Will driving BOTH cards off GPU0 make it so gpu0 and gpu1 BOTH can do cuda tasks?

Many thanks for the fast reply.

Yeah, you should be able to use CUDA with one or both GPUs. What error are you getting?

My displayport to dvi adapter came this morning. I plugged monitor1 into gpu0. And Gnome came up using both screens as it did with my old single card. My guess is the Nvidia driver just doesn’t want to have display0 plugged into gpu0 and display1 plugged into gpu1. It wants them both plugged into gpu0. That is working now.

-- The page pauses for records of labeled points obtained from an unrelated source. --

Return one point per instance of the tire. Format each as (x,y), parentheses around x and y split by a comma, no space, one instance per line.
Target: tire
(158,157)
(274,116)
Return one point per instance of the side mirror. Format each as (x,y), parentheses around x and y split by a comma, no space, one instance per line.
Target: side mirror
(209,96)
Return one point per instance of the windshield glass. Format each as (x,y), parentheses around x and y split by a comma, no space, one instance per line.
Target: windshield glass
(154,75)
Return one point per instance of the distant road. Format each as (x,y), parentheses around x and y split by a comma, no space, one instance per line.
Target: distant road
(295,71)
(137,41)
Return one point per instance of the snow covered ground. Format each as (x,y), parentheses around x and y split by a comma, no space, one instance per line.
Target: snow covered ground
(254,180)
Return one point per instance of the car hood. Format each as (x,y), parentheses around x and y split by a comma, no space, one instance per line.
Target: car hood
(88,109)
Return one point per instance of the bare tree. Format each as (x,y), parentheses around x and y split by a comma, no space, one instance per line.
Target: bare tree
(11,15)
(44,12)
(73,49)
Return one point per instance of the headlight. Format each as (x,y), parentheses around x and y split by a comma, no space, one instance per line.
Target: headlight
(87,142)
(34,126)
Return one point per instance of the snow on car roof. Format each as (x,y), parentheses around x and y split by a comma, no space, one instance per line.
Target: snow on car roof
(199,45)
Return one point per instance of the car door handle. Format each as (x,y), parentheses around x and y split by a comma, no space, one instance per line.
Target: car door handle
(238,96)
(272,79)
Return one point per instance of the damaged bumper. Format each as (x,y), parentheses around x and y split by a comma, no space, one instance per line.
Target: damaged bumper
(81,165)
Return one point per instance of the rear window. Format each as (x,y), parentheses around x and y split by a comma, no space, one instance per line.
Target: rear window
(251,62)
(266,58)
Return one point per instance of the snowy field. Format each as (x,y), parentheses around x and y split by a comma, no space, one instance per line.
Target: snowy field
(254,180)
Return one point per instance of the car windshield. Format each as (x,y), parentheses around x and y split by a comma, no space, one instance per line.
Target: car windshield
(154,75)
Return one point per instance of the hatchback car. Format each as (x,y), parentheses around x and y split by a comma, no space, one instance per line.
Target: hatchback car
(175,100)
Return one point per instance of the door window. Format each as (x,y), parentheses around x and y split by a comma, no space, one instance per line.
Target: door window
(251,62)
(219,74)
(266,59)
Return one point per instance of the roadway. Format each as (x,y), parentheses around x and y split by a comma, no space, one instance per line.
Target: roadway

Still can’t get GPU0 to do cuda tasks. Always says it can’t allocate the memory on the card.

2020-10-01 22:41:27.315577: I tensorflow/stream_executor/cuda/cuda_driver.cc:763] failed to allocate 5.06G (5437426176 bytes) from device: CUDA_ERROR_OUT_OF_MEMORY: out of memory

Cuda is sometimes working. Getting TONS of OOM warnings/errors

2020-10-03 11:28:47.721067: W tensorflow/core/common_runtime/bfc_allocator.cc:245] Allocator (GPU_1_bfc) ran out of memory trying to allocate 2.83GiB with freed_by_count=0. The caller indicates that this is not a failure, but may mean that there could be performance gains if more memory were available.
2020-10-03 11:28:50.738949: I tensorflow/stream_executor/cuda/cuda_driver.cc:763] failed to allocate 2.29G (2462352128 bytes) from device: CUDA_ERROR_OUT_OF_MEMORY: out of memory

nvidia-smi reports memory available.

| NVIDIA-SMI 455.23.04 Driver Version: 455.23.04 CUDA Version: 11.1 |
| GPU Name Persistence-M| Bus-Id Disp.A | Volatile Uncorr. ECC |
| Fan Temp Perf Pwr:Usage/Cap| Memory-Usage | GPU-Util Compute M. |
| | | MIG M. |
| 0 GeForce RTX 206… Off | 00000000:01:00.0 On | N/A |
| 35% 51C P2 45W / 175W | 5682MiB / 7979MiB | 2% Default |
| | | N/A |
| 1 GeForce RTX 206… Off | 00000000:02:00.0 Off | N/A |
| 29% 46C P2 43W / 175W | 5657MiB / 7982MiB | 2% Default |
| | | N/A |

| Processes: |
| GPU GI CI PID Type Process name GPU Memory |
| ID ID Usage |
| 0 N/A N/A 1551 G /usr/lib/xorg/Xorg 153MiB |
| 0 N/A N/A 1948 G /usr/bin/gnome-shell 99MiB |
| 0 N/A N/A 7093 G …AAAAAAAAA= --shared-files 64MiB |
| 0 N/A N/A 9687 C …/envs/faceswap/bin/python 5359MiB |
| 1 N/A N/A 1551 G /usr/lib/xorg/Xorg 4MiB |
| 1 N/A N/A 1948 G /usr/bin/gnome-shell 0MiB |
| 1 N/A N/A 7093 G …AAAAAAAAA= --shared-files 0MiB |
| 1 N/A N/A 9687 C …/envs/faceswap/bin/python 5649MiB |

Ubuntu 20.04, 5.4 and 5.8 kernel, 435-455 driver all acting the same.